Wednesday, July 23, 2008

G&P review: This Comp Kills Fascists

Various Artists
The Comp Kills Fascists
Relapse
An acid laced grind trip through the oh-so-long-ago 1990s, Scott Hull’s pet project, This Comp Kills Fascists, hearkens back to Pessimiser’s classic Cry Now, Cry Later series, which set the standard for power violence, fastcore, what have you a decade gone.
Though Hull hand culled this collection of methed up metal maestros, he demurely keeps his own bands out of the limelight, letting a few lesser lights grab the stage for an hour of panting acceleration with the occasional bowel-scraping sludge break breather.
In that hour, This Comp rams together 14 bands with speed as their common denominator, collecting nostalgic faves (reunited Agents of Satan and Brutal Truth back with their first new tunes in more than a decade), current standard bearers (Kill the Client and Insect Warfare), rising new jacks (ASRA—oops misspelled on the back artwork) and a horde names-you-know-but-maybe-haven’t-heard (Maruta, Shitstorm, Magrudergrind).
Relapse money may be backing the project, but the label smartly kept the wallet closed when the bands hit the studio, giving the whole project that rough production that is so vital to an hourlong comp of bands playing largely identical styles.
While this many bands playing similar styles tend to blur if your attention wanders while spinning this disc, the real stylistic standout is Total Fucking Destruction.

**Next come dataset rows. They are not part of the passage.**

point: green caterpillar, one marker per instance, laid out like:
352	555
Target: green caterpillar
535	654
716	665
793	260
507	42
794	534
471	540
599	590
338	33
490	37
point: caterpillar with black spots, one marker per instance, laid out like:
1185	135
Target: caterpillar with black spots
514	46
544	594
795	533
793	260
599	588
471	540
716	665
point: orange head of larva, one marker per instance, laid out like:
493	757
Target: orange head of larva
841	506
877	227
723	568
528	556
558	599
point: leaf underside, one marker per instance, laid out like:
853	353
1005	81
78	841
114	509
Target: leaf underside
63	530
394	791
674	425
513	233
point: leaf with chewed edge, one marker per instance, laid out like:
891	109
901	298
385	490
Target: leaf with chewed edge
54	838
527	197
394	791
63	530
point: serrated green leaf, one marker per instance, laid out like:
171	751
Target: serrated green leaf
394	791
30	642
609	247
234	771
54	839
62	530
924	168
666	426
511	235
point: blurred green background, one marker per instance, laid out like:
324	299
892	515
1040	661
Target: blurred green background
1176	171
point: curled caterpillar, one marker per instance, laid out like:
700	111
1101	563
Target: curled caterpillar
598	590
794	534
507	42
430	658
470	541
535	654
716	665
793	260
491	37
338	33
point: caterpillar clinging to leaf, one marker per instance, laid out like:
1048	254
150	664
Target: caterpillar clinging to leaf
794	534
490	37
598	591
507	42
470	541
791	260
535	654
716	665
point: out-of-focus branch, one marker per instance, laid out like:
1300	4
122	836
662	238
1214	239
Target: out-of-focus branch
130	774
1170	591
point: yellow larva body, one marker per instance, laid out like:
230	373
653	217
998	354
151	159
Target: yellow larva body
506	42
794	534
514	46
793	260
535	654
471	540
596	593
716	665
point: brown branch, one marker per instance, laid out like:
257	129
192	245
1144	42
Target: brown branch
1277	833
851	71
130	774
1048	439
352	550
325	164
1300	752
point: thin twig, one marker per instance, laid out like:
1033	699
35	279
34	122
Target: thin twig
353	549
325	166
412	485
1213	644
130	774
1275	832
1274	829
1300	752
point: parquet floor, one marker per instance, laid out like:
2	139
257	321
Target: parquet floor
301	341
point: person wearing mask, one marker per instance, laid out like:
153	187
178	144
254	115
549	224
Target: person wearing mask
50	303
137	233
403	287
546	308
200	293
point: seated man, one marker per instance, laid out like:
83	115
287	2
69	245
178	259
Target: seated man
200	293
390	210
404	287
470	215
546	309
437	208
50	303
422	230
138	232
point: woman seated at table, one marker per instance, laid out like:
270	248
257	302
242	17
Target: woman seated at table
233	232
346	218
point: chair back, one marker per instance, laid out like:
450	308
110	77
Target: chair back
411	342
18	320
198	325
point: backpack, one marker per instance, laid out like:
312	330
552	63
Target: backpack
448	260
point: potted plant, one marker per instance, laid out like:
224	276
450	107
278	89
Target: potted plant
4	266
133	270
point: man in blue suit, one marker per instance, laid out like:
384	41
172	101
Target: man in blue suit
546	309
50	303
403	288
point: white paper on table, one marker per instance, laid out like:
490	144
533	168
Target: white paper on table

But really, name me a situation where Rich Hoak’s three ring grind circus would fade into the background.
Hoak, the only person to score two spots on the disc, also anchors the recently reunited Brutal Truth who hammer out some of their best sounding tracks of their already impressive career. Lethargy/Sulaco guitarist Erik Burke slides into Gurn’s guitar spot, and while the songs may have cashed out some of their wandering jazzy meandering, Burke’s trademark calliope-core keeps the four new tracks whizzing while taking every interesting digression along the way. “Turmoil” has been ass raping ear holes (process that image for a second) on the band’s MySpace page for a bit and the three other songs are just as solid, with none of the thin production that sapped (until now) parting shot Sounds of the Animal Kingdom.
The only quibble I have with the whole outing is with the words “Power Violence” printed down the CD’s spine cuz most of these bands, while they no doubt have some Man is the Bastard and Capitalist Casualties albums in their collections, fall squarely into the grind category. However, to avoid skirting the FCC’s truth in advertising statutes, estrogen-laced Spoonful of Vicodin and the awesomely named Chainsaw to the Face (c’mon, what the fuck do you think a band named Chainsaw to the Face should sound like? Damn skippy) faithfully bring the Neanderthal sludge, breaking up the blast beat monotony.
ASRA, Kill the Client and Insect Warfare, who collectively own the entire Earache catalogue from about 1986 through 1992, sound like the sum of their influences, but a little tradition ain’t such as bad thing when it sounds this goddamn solid, power sander to the ‘nads solid.
Part nostalgia trip, part grindcore tradeshow extravaganza, This Comp doesn’t try settle for recapturing bygone glories but rather reduces, reuses and recycles a concept that’s lost its cache in an era when any band with a MySpace page can get their music to their eager fans. From the cut and paste Dead Kennedys gone George Romero artwork (check out the swastika-cock spewing Dubya and blood drooling Ronald McD on the inside) through the deliberately rough production, This Comp may not strike fascists dead, but it will definitely leave them with heart palpitations.

[Ed’s note: just a quick correction, I had previously mentioned that Crom would be appearing on the comp. Somehow I got my wires crossed cuz they’re not here. But I just wanted to cop to that mistake publicly. Oops.]

3 comments:

Anonymous said...

Awesome review. Love the blog aswell.